THE Cooperative Central Bank (CCB) said on Thursday that it welcomes external auditing, provided however that these checks are lawful and done according to proper procedure.
“Checks do not frighten us,” Yiannos Stavrinides, head of the CCB’s Strategy and Communication Department, told the state broadcaster.
The matter of the CCB’s auditing resurfaced after auditor-general Odysseas Michaelides requested from the finance ministry that it assign him four to five former co–op administrators to assist with his investigations into dodgy loans granted by cooperative banks in the past.
Michaelides wants the former co–op administrators transferred to his office for a year to assist with his investigations, which form part of a broader probe into the reasons for the financial system’s meltdown in 2013.
The audit office’s help in investigating the co–ops was requested by the attorney-general, in a bid to expedite the wider probe into the collapse of the economy.
Michaelides’ request comes amid a debate on what audits the CCB should be subjected to – and by whom.
Recently the ruling Disy party tabled a bill that would prohibit the audit office from conducting administrative audits of the CCB.
Disy is citing the agreements signed by Cyprus and its international creditors – the Memorandum of Understanding and the Relationship Framework Agreement – arguing that these contained clauses precluding such auditing.
But Michaelides insists that any entity handling public moneys must be subject to audit by his office.
He has said that given the fact the CCB is a state-owned business to the tune of 99 per cent, having received €1.7 billion of taxpayer-funded capital in 2014 and 2015, it is subject to scrutiny by the Audit Office.
Meantime Michaelides has also set his sights on Nicholas Hadjiyiannis, CEO of the CCB, asking questions about the banking executive’s salary.
Officially, Hadjiyiannis’ earnings are stated as €200,000 per annum.

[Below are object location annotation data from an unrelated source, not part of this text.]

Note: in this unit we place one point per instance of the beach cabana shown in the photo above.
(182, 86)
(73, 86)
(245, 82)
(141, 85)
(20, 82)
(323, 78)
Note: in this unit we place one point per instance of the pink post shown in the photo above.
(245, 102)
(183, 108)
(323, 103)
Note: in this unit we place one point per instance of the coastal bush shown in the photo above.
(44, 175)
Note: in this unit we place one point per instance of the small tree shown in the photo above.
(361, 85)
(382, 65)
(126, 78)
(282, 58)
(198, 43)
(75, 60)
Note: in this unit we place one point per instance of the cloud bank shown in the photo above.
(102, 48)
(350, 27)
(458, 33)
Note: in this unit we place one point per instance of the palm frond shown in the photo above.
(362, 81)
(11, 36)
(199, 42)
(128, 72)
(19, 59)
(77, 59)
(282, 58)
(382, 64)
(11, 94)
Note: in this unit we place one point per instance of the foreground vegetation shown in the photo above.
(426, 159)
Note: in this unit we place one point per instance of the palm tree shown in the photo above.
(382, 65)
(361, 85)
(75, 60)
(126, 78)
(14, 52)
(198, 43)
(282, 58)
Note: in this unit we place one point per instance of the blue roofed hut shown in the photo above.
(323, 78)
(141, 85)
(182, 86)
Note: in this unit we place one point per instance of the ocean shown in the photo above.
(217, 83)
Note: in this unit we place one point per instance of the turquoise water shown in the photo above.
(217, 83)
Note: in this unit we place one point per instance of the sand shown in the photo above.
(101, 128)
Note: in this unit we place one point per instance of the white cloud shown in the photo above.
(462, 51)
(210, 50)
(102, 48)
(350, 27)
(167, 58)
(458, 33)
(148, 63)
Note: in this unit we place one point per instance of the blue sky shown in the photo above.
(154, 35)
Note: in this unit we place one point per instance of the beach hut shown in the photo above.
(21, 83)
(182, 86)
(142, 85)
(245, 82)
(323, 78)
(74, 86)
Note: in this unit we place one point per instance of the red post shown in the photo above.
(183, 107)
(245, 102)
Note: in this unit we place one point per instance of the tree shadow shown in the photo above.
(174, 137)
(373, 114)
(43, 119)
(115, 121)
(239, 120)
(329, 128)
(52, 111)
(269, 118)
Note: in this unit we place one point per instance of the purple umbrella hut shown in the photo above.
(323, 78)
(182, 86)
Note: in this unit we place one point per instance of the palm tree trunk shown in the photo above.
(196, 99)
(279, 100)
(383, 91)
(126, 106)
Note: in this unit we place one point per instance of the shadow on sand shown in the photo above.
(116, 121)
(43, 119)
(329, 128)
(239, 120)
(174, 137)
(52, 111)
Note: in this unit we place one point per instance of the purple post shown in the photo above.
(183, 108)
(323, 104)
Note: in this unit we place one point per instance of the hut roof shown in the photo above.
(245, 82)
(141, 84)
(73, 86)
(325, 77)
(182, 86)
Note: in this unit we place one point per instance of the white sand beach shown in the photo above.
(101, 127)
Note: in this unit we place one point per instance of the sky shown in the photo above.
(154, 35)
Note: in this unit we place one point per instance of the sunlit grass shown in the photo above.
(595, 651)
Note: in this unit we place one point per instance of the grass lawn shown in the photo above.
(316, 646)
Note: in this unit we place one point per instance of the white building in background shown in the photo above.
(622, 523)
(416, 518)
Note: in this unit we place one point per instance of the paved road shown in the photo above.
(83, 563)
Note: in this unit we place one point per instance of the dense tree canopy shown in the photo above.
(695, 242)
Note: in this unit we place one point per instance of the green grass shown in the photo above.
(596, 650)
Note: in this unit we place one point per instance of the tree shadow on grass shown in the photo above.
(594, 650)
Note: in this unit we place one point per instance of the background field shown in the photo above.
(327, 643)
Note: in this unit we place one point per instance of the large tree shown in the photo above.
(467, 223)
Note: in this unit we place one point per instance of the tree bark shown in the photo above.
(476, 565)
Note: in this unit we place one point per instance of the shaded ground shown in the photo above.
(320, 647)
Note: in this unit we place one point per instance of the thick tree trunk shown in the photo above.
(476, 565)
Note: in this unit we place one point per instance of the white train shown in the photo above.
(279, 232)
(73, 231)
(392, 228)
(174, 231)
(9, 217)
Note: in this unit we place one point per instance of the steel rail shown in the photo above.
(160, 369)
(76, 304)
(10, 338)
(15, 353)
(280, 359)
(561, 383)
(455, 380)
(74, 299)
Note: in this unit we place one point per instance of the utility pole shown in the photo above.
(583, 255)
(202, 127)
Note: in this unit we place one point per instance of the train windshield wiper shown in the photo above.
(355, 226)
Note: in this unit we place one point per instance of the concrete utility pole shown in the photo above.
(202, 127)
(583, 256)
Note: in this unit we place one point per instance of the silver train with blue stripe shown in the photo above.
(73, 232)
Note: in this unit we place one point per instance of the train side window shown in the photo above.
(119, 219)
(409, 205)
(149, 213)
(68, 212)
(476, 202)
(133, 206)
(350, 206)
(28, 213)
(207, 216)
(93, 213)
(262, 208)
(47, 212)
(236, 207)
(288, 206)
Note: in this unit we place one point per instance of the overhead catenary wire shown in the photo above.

But the audit boss suspects the real figure is far higher.
Michaelides has cited the minutes of a meeting at the CCB in July 2015, where a Berlin-based advisory firm, which drew up a list of potential candidates for the top job at the CCB, opined that Hadjiyiannis did not possess the adequate skills or know-how.
The firm reportedly said that, being a private banker, and lacking sufficient experience in retail banking, Hadjiyiannis would need to be supported by a team of experts.
And that, according to the auditor-general, meant that the position would end up costing far more than the €200,000 cited.